Super SweetKandi is actually a very talented singer and songwriter, with the Grammys to prove it. But her new album B.L.O.G., supposedly due to release on November 10, is nonexistent on Amazon and iTunes. The delay could be due to the untimely passing of her ex-fiance, but it still seems like the publicity from the show would have given her a boost. It certainly worked for housewives of the other cities.

 

 

Choo Choo!Kim is the biggest trainwreck of all time, and she would be no matter what show she was on (in fact, she even crashed and burned on Are You Hot in 2003). I don't recommend investing in her wig company.

 

 

 

Aside from their failed projects, information always seems to surface that makes one doubt whether the Atlanta housewives were ever that rich to begin with.

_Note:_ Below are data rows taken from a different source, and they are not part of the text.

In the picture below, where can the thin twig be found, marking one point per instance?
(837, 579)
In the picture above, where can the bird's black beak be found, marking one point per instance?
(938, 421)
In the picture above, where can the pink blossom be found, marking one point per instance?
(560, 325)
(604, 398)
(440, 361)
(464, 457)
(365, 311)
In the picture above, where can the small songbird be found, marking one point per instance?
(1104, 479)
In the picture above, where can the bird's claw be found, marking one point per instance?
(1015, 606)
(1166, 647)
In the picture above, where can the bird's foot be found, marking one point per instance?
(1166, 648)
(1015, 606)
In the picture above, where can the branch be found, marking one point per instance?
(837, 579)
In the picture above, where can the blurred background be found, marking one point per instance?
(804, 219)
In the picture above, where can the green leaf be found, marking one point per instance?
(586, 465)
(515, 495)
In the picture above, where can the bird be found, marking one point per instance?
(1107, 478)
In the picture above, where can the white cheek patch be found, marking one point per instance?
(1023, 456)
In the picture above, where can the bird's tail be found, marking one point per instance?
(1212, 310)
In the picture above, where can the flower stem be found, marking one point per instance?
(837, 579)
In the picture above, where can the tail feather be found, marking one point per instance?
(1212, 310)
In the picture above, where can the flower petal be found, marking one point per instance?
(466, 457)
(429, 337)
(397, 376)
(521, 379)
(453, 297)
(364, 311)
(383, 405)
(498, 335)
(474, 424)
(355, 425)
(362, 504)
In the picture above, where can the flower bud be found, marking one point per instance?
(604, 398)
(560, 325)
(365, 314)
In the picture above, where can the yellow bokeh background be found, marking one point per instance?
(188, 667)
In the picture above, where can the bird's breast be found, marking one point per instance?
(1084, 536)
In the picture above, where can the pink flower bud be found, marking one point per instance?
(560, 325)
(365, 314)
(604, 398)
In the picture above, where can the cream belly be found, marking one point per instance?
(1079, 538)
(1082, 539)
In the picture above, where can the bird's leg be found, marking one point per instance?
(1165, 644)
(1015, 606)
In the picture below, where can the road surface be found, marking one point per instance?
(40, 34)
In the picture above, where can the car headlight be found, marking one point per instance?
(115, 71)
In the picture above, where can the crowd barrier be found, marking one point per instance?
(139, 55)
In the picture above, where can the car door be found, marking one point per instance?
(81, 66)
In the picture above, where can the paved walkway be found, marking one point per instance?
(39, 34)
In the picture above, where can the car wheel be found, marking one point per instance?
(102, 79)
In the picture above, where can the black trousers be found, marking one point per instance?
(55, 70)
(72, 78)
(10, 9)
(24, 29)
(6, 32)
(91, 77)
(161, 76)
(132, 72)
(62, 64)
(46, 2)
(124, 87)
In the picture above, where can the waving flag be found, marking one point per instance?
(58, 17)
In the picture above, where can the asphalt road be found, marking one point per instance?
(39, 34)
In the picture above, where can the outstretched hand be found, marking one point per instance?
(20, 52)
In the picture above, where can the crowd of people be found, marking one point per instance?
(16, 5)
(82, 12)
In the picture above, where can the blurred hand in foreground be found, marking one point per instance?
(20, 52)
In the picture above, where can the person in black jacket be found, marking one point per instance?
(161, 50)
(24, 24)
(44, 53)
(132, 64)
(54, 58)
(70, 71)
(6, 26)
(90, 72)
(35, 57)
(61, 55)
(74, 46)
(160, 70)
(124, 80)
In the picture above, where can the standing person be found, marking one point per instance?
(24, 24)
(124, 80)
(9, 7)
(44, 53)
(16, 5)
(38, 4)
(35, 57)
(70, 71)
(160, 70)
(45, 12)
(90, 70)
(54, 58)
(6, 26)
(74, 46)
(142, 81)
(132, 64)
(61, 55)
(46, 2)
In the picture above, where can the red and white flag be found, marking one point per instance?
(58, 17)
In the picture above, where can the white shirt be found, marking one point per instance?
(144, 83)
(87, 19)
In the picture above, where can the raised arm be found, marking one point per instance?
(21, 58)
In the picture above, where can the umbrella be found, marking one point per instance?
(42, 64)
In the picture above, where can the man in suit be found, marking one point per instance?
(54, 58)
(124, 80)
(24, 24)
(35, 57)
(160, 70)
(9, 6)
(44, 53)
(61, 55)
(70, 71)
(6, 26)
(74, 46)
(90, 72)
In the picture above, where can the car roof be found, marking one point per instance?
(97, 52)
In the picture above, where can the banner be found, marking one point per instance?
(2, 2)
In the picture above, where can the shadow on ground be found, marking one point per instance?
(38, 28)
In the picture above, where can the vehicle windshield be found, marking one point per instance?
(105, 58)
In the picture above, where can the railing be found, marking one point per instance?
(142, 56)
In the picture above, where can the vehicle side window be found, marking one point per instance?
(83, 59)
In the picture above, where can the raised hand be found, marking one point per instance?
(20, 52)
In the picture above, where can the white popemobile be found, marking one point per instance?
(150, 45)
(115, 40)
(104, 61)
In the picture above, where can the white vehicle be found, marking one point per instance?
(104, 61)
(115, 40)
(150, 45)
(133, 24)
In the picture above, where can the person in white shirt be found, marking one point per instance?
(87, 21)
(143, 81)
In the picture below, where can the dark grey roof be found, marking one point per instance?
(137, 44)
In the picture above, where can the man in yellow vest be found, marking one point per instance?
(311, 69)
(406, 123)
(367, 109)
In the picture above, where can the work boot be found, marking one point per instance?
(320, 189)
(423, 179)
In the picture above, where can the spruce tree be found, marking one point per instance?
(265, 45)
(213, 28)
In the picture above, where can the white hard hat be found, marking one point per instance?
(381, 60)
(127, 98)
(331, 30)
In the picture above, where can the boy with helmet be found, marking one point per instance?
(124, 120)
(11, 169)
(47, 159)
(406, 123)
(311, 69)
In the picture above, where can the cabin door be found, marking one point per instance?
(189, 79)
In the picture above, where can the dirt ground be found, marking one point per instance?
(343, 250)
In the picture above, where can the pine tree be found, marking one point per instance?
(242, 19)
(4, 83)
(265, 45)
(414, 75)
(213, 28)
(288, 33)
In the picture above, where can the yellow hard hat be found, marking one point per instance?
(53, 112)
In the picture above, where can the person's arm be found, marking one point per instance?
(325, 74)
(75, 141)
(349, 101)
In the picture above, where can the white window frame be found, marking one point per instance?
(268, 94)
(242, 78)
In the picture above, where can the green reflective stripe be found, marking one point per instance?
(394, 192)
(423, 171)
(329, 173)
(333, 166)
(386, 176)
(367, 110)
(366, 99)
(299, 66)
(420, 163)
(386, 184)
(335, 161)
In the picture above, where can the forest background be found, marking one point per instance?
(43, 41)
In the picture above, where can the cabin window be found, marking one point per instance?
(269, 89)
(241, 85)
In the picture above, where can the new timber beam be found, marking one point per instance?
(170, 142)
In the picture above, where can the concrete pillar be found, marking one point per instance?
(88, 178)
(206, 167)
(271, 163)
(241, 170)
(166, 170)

Is Bravo just giving the people what they want? The appeal for viewers has never been to watch wealthy people succeed and be happy, but to watch them think they're better then us and then go act ridiculous. It's just that in wealthier groups of housewives, the failures are always social. (Being too late to a party, getting too drunk at a party, chewing your friends out at a party, etc.) In Atlanta, the social drama is often overshadowed by the real-life financial woes of the cast

So, I just have to ask: Why are the black housewives the ones who can't make their house payments?

Did the show's producers pass over more successful Atlanta residents in favor of a cast that would be more volatile (meaning trashier), and then fabricate their wealth to justify the casting? Is there a racism of lowered expectations at play when it comes to black women's success?

Or can we find inspiration in what they've overcome and applaud them for being daring entrepreneurs? After all, NeNe survived an abusive relationship and worked as a stripper to support her son. Lisa lost custody of her children to an abusive ex-husband. Sheree had a child at age 15.  All three of them keep working to achieve the life they want. (Well, Sheree doesn't work so much as collect alimony and tell people what to do. But still.)

Even if Atlanta's "real housewives" aren't making it in the upper crust, I love some of them and love to hate others. It's honestly one of my favorite shows. But I can't help it -- I want all the black housewives to be able to pay their bills too.